De  otra  parte,  en  cuanto  se refiere al  acusado  falso juicio de identidad, surge evidente que no precisó sobre cuáles  medios   de   convicción   recayó   y,   menos,   en   qué  consistieron  las  tergiversaciones  o  distorsiones, olvidando que cuando en casación se denuncia  un  error  de  hecho  por falso juicio de identidad, es imprescindible que en la  censura  se  individualice  la prueba o pruebas que se afirma han sido objeto de  distorsión,  se  haga  una confrontación de su contenido literal con lo que de  ellas  se expresa en la sentencia, se señale si su tergiversación obedece a la  adición,  mutilación  o  alteración  del  medio probatorio y se establezca la  trascendencia  de  ese yerro en el sentido del fallo, camino que el libelista no  emprendió.   

Y, por último, nada dijo el actor sobre el  falso  raciocinio que al inicio del cargo mencionó, guardando absoluto silencio  al  respecto, es decir, ni siquiera esbozó la razón de su inconformidad frente  a la hipótesis anunciada.   

En   fin,   advierte   la   Sala  que  la  inconformidad  del  recurrente  está centrada en las conclusiones probatorias a  que  llegó el sentenciador de segunda instancia y no en un específico yerro de  apreciación  probatoria,  disparidad  de criterios que no es susceptible de ser  atacada  en  esta  sede,  toda  vez  que  el  juzgador,  dentro  del  sistema de  apreciación  probatoria,  goza  de  libertad  para  justipreciar  los medios de  convicción,   sólo   limitado   por   los  postulados  que  informan  la  sana  crítica.   

Por  consiguiente,  al no reunir la demanda  los presupuestos de claridad y precisión, la Corte la inadmitirá.   

Finalmente,  cabe  señalar que el estudio  detenido  del  expediente permite a la Sala concluir que no procede la casación  oficiosa  por  cuanto no se percibe ninguna causal de nulidad ni vulneración de  derechos fundamentales.   

En mérito de lo expuesto, la CORTE     SUPREMA    DE    JUSTICIA,  SALA  DE CASACIÓN PENAL,   

R  E  S  U  E  L  V  E   

1.         DECLARAR  que  la  acción penal no se  halla prescrita.   

2.         INADMITIR   la  demanda  de  casación  presentada  por  el  defensor  de LUIS ERNESTO LAGOS  CAMACHO.  En  consecuencia,  se  declara desierto el  recurso extraordinario de casación interpuesto.   

Contra  esta  decisión no procede ningún  recurso.   

Notifíquese  y devuélvase al Despacho de  origen.

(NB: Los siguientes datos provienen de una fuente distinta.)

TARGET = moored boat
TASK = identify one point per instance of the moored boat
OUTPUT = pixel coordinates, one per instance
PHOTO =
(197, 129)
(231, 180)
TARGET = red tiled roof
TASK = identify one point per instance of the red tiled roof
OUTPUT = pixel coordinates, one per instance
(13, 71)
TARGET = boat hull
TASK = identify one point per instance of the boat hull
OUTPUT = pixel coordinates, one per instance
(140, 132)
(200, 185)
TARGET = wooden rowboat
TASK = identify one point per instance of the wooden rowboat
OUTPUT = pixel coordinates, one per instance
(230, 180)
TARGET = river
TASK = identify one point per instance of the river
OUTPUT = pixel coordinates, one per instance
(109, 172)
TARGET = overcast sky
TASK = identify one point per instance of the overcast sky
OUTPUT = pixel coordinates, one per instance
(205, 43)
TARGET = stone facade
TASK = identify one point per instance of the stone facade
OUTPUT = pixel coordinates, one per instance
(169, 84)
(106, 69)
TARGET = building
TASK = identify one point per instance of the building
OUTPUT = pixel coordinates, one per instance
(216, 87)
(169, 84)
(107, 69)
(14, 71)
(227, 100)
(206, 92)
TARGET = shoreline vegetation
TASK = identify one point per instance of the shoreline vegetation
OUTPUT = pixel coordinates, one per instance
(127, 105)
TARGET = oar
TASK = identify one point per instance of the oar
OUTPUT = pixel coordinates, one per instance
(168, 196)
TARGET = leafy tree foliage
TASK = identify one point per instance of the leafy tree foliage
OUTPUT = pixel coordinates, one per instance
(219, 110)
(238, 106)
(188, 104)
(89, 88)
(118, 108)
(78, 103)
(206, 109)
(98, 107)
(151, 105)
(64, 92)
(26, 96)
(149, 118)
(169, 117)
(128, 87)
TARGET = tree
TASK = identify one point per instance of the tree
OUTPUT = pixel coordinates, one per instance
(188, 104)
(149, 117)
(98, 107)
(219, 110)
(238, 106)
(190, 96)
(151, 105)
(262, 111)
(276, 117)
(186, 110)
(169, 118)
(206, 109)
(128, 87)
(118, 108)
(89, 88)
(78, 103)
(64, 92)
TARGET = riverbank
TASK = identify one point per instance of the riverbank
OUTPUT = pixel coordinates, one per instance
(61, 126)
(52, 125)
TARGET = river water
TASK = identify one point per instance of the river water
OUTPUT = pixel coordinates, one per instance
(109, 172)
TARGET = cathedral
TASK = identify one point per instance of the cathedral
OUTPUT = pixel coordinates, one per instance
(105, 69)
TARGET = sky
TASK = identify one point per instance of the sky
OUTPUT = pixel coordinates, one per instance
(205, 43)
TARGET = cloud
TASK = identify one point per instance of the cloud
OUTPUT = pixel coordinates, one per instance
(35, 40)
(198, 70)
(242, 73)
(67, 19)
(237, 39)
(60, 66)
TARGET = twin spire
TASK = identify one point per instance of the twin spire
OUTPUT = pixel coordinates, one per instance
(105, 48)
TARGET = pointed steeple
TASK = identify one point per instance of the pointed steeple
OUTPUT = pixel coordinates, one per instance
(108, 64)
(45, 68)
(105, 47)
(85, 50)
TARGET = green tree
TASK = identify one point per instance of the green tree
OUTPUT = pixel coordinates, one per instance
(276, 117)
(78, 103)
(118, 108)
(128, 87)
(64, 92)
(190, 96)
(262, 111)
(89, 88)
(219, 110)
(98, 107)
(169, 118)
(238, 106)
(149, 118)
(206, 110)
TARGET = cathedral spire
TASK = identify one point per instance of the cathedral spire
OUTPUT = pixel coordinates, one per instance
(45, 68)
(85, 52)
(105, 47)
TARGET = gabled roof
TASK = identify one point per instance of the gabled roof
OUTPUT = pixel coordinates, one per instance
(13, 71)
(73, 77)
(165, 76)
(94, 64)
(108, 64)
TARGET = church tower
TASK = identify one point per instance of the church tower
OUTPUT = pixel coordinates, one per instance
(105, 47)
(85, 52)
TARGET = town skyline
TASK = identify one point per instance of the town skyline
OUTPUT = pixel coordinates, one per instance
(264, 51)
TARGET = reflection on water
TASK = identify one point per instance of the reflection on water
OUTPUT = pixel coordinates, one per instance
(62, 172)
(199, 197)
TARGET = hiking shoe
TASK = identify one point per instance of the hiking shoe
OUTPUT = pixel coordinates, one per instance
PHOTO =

Cúmplase.   

MAURO SOLARTE PORTILLA  

SIGIFREDO  ESPINOSA  PÉREZ                           ALFREDO  GÓMEZ  QUINTERO   

EDGAR   LOMBANA   TRUJILLO                          ÁLVARO   ORLANDO   PÉREZ  PINZÓN   

MARINA   PULIDO  DE  BARÓN                           JORGE    LUIS   QUINTERO  MILANÉS           

YESID   RAMÍREZ   BASTIDAS                              JAVIER    ZAPATA  ORTÍZ   

TERESA RUÍZ NUÑEZ  

Secretaria  

    

1  Ver,  entre  otras, casaciones 17466 del 24 de octubre de 2003 y 21145 del 22 de  septiembre de 2004.   

2  Ver, entre otras, casación 18428 del 10 de noviembre de 2004.